The defendants had offered testimony supporting the use of predictive coding from several experts, including personnel from several e-discovery vendors as well as members of the predictive-coding software manufacturer’s team. Judge Chamblin found that, "[h]aving heard argument with regard to the Motion of Landow Aviation . . . it is hereby ordered [d]efendants shall be allowed to proceed with the use of predictive coding for purposes of processing and production of electronically stored information." Global Aerospace Inc. v. Landow Aviation, Case No. CL 61040, 2012 WL 1230554, at *3 (Va. Cir. Ct. Loudon Co. Apr. 23, 2012). Judge Chamblin specifically reserved the rights of the plaintiff to question "the completeness of the contents of the production or the ongoing use of predictive coding." Id. at *4.

Kleen Products v. Packaging Corporation of America, Case No. 10 CV 05711 (N.D. Ill. Aug. 21, 2012)
This antitrust case is currently pending in the U.S. District Court for the Northern District of Illinois. The plaintiffs initially asked Judge Nan Nolan to order the defendants to redo their previous productions and conduct all future productions using predictive-coding technology.

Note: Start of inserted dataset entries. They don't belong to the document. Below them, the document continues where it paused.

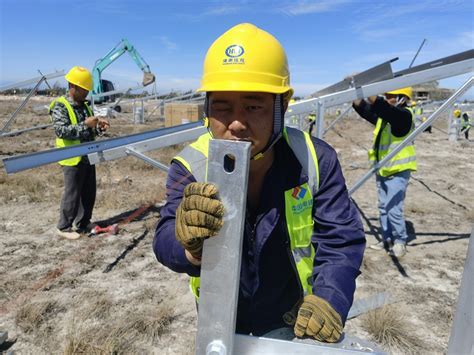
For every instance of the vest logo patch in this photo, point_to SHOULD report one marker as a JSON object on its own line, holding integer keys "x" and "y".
{"x": 298, "y": 192}
{"x": 300, "y": 200}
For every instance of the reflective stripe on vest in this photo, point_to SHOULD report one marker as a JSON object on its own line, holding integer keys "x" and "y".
{"x": 298, "y": 200}
{"x": 62, "y": 142}
{"x": 403, "y": 160}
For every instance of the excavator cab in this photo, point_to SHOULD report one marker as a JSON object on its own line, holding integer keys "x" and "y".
{"x": 102, "y": 85}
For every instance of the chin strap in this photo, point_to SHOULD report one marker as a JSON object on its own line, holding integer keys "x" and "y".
{"x": 278, "y": 117}
{"x": 278, "y": 124}
{"x": 401, "y": 100}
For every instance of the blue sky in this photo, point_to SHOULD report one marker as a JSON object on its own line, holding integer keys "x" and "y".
{"x": 325, "y": 40}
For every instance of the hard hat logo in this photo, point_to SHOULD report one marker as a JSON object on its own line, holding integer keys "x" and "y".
{"x": 249, "y": 47}
{"x": 234, "y": 51}
{"x": 80, "y": 76}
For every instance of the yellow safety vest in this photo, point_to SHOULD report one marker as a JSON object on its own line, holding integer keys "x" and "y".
{"x": 298, "y": 200}
{"x": 62, "y": 142}
{"x": 404, "y": 160}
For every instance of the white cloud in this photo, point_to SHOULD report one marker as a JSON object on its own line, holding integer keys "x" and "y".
{"x": 167, "y": 43}
{"x": 311, "y": 7}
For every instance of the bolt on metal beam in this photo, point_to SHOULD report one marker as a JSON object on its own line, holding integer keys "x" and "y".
{"x": 220, "y": 269}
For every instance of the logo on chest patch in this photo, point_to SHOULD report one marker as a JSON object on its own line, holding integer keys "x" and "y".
{"x": 298, "y": 192}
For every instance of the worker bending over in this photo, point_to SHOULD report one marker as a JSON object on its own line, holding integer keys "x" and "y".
{"x": 74, "y": 123}
{"x": 303, "y": 239}
{"x": 393, "y": 121}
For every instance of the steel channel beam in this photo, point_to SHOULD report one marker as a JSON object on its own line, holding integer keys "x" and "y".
{"x": 33, "y": 160}
{"x": 333, "y": 123}
{"x": 448, "y": 103}
{"x": 461, "y": 340}
{"x": 32, "y": 81}
{"x": 110, "y": 93}
{"x": 147, "y": 145}
{"x": 220, "y": 269}
{"x": 249, "y": 345}
{"x": 20, "y": 131}
{"x": 437, "y": 73}
{"x": 156, "y": 164}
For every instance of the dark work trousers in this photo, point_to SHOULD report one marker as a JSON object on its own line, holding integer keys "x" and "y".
{"x": 78, "y": 198}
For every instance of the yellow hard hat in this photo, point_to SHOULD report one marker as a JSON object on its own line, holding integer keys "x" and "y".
{"x": 246, "y": 58}
{"x": 408, "y": 92}
{"x": 80, "y": 76}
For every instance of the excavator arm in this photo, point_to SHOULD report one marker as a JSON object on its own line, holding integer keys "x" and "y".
{"x": 102, "y": 63}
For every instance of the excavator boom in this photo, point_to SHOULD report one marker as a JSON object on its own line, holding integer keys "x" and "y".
{"x": 101, "y": 64}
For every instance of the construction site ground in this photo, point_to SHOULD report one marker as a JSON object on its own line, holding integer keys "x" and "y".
{"x": 108, "y": 294}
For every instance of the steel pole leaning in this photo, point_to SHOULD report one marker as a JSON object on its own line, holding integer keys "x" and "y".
{"x": 336, "y": 120}
{"x": 460, "y": 342}
{"x": 320, "y": 119}
{"x": 412, "y": 135}
{"x": 31, "y": 93}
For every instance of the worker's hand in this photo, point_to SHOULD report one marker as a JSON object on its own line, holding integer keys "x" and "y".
{"x": 372, "y": 98}
{"x": 91, "y": 122}
{"x": 199, "y": 216}
{"x": 318, "y": 319}
{"x": 103, "y": 124}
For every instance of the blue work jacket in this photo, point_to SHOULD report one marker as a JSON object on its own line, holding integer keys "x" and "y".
{"x": 269, "y": 284}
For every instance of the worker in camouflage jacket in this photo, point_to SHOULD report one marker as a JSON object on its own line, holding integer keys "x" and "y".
{"x": 74, "y": 123}
{"x": 303, "y": 238}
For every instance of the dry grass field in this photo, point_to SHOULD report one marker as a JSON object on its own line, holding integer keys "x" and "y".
{"x": 108, "y": 294}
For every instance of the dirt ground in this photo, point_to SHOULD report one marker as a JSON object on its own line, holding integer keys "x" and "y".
{"x": 108, "y": 294}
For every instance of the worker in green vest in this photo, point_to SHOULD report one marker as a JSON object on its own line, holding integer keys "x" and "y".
{"x": 74, "y": 123}
{"x": 466, "y": 124}
{"x": 393, "y": 120}
{"x": 303, "y": 239}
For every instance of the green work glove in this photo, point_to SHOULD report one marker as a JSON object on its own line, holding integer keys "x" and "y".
{"x": 319, "y": 320}
{"x": 199, "y": 216}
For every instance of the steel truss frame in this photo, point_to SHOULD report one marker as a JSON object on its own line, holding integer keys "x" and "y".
{"x": 434, "y": 116}
{"x": 417, "y": 75}
{"x": 38, "y": 81}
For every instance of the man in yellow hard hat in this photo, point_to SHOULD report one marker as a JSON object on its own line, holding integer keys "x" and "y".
{"x": 466, "y": 124}
{"x": 393, "y": 121}
{"x": 74, "y": 123}
{"x": 303, "y": 239}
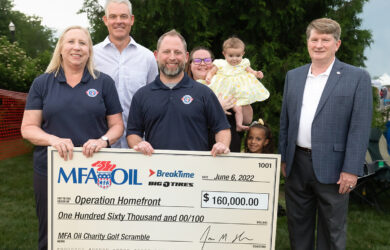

The plaintiffs argued that, given the complexity of the issues in their antitrust case, the keyword-search strategy employed by the defendants to find responsive documents was deficient because, among other things, it was incapable of identifying variations of key concepts relevant to the case. The plaintiffs claimed that if the defendants had used predictive-coding technology, their production would have been more thorough.

The defendants asserted that the keyword-search method by which they collected and reviewed documents is what courts regularly endorse in commercial litigation, and further argued that they already produced over three million documents and invested thousands of hours in the review process, and it would represent an undue cost burden for them to be required to start the process over using predictive-coding technology.

Magistrate Judge Nolan urged the parties to focus on developing a mutually agreeable keyword-search strategy for e-discovery instead of debating whether other search-and-review methodologies would yield better results. At the moment, there have been no definitive pronouncements from the court on the viability of predictive coding, but this case bears watching due to the unique circumstances.

Predictive coding offers the promise of faster, more accurate e-discovery review at a reduced cost, but the technology is still in the early stages of acceptance within the legal industry, and there are no easy answers that allow for the wholesale replacement of attorney reviewers. The truth, as with most things, lies somewhere in the middle where technology will be employed to support human decision making and plays a part, alongside trained attorneys, in capturing process efficiencies and improving speed while lowering costs involved in the discovery process.

The real value of predictive coding comes when attorneys can employ strategic uses of technology that benefit the litigant beyond simply capturing time savings and cost efficiencies, recognizing opportunities where technology adds value.

One such possibility is using predictive coding as a form of “smart quality control.” The potential benefits of using technology in this manner could include improved consistency in results, as well as the ability to address documents that were not collected or even contemplated at the start of the case.

In today’s environment of multi-party, multi-national litigation sometimes with foreign language collections, the best solutions require a combination of targeted technology tools, subject-matter experts, and experienced project managers. Carefully constructed processes can be designed to solve complex discovery-search projects, and predictive coding can be a highly effective tool in a larger arsenal of solutions as opposed to debating between technology and humans. There are rarely absolutes in the legal world, and the discovery process offers a wide spectrum of issues that are not easily resolved with a simple yes or no. The best course of action is to balance technology, people, and processes together to solve complex problems.

Keywords: litigation, corporate counsel, ESI, e-discovery

Mike Flanagan is general counsel for First Advantage Litigation Consulting.